Class ModelData


  • public class ModelData
    extends java.lang.Object
    Methods in this class are used to create functions that model experimental data.

    Modified by: Joseph A. Huwaldt

    Version:
    February 13, 2014
    Author:
    Joseph A. Huwaldt Date: October 21, 2002
    • Constructor Summary

      Constructors 
      Constructor Description
      ModelData()  
    • Method Summary

      All Methods Static Methods Concrete Methods 
      Modifier and Type Method Description
      static double fit​(double[] xarr, double[] yarr, double[] sig, BasisFunction func, double[] coef)
      Method that returns the coefficients of an arbitrary basis function that best models or "fits" the supplied data values in a minimization of chi-squared sense.
      static double linearSlope​(double[] x, double[] y)
      Returns the slope of the line formed by a linear regression through the specified data arrays.
      static void main​(java.lang.String[] args)
      Used to test the methods in this class.
      static double polynomial​(double[] xarr, double[] yarr, double[] coef)
      Method that returns the coefficients of a polynomial of the specified degree that best models or "fits" the supplied data values in a minimization of chi-squared sense.
      static double polynomial​(double[] xarr, double[] yarr, double[] sig, double[] coef)
      Method that returns the coefficients of a polynomial of the specified degree that best models or "fits" the supplied data values in a minimization of chi-squared sense.
      • Methods inherited from class java.lang.Object

        equals, getClass, hashCode, notify, notifyAll, toString, wait, wait, wait
    • Method Detail

      • polynomial

        public static double polynomial​(double[] xarr,
                                        double[] yarr,
                                        double[] coef)
                                 throws RootException
        Method that returns the coefficients of a polynomial of the specified degree that best models or "fits" the supplied data values in a minimization of chi-squared sense.
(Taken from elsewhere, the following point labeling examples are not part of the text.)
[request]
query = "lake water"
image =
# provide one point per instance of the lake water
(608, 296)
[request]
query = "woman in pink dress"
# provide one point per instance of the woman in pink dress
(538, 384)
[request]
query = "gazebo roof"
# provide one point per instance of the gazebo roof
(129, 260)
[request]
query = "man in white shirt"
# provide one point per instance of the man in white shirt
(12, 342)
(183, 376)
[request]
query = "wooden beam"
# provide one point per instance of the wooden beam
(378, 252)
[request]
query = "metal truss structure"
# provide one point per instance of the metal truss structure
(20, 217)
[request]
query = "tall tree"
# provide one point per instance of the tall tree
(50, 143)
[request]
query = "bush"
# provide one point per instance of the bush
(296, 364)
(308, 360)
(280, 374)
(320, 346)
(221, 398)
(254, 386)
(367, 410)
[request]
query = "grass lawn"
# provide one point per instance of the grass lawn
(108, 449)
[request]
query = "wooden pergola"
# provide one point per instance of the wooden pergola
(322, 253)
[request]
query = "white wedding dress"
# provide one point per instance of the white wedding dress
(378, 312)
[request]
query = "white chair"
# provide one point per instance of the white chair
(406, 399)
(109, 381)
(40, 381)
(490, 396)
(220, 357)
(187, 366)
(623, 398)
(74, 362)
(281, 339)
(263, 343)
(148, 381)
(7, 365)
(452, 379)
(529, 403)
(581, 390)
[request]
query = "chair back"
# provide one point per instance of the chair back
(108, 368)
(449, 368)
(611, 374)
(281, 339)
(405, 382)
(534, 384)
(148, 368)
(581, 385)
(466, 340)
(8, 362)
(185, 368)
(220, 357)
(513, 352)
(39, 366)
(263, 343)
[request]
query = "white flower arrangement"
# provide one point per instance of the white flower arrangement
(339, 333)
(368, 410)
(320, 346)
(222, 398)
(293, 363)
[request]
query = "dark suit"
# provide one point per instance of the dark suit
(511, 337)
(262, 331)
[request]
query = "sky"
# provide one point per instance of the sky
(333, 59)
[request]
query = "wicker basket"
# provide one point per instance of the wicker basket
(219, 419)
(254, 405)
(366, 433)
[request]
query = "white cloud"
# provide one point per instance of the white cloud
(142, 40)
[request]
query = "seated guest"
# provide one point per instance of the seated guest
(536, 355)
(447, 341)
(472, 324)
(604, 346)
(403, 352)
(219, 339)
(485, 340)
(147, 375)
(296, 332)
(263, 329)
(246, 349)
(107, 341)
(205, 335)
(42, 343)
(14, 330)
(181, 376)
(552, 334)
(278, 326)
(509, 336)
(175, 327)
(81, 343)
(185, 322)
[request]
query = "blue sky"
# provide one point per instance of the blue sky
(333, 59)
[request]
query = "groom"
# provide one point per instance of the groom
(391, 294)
This method assumes that each data point is normally distributed and has a standard deviation of 1.0.
        Parameters:
        xarr - Array of independent parameter data values to fit.
        yarr - Array of dependent data values (associated with each X value) to be modeled.
        coef - An existing array that will be filled in with the coefficients of the polynomial, in decreasing power that best fits the sample data. Example: p(x) = A + B*x + C*x^2 + D*x^3 + E*x^4 corresponds to coef[] = {A, B, C, D, E}. The number of elements in the coef array determines the order of the polynomial created. Number of elements be greater than 1.
        Returns:
        The chi-squared value of the polynomial returned. A value near zero indicates a perfect fit.
        Throws:
        RootException
      • polynomial

        public static double polynomial​(double[] xarr,
                                        double[] yarr,
                                        double[] sig,
                                        double[] coef)
                                 throws RootException
        Method that returns the coefficients of a polynomial of the specified degree that best models or "fits" the supplied data values in a minimization of chi-squared sense.
        Parameters:
        xarr - Array of independent parameter data values to fit.
        yarr - Array of dependent data values (associated with each X value) to be modeled.
        sig - Array of individual standard deviations for each data point.
        coef - An existing array that will be filled in with the coefficients of the polynomial, in decreasing power that best fits the sample data. Example: p(x) = A + B*x + C*x^2 + D*x^3 + E*x^4 corresponds to coef[] = {A, B, C, D, E}. The number of elements in the coef array determines the order of the polynomial created. Number of elements be greater than 1.
        Returns:
        The chi-squared value of the polynomial returned. A value near zero indicates a perfect fit.
        Throws:
        RootException
      • fit

        public static double fit​(double[] xarr,
                                 double[] yarr,
                                 double[] sig,
                                 BasisFunction func,
                                 double[] coef)
                          throws RootException
        Method that returns the coefficients of an arbitrary basis function that best models or "fits" the supplied data values in a minimization of chi-squared sense.
        Parameters:
        xarr - Array of independent parameter data values to fit.
        yarr - Array of dependent data values (associated with each X value) to be modeled.
        sig - Array of individual standard deviations for each data point.
        func - The basis function used to generate the data fit.
        coef - An existing array that will be filled in with the coefficients of the basis function that best fits the data.
        Returns:
        The chi-squared value of the function is returned. A value near zero indicates a perfect fit.
        Throws:
        RootException
      • linearSlope

        public static double linearSlope​(double[] x,
                                         double[] y)
        Returns the slope of the line formed by a linear regression through the specified data arrays.
        Parameters:
        x - The independent array of data points.
        y - The dependent array of data points (must be the same size as the x array.
        Returns:
        The slope of the line formed by a linear regression through the x and y arrays of data points.
      • main

        public static void main​(java.lang.String[] args)
        Used to test the methods in this class.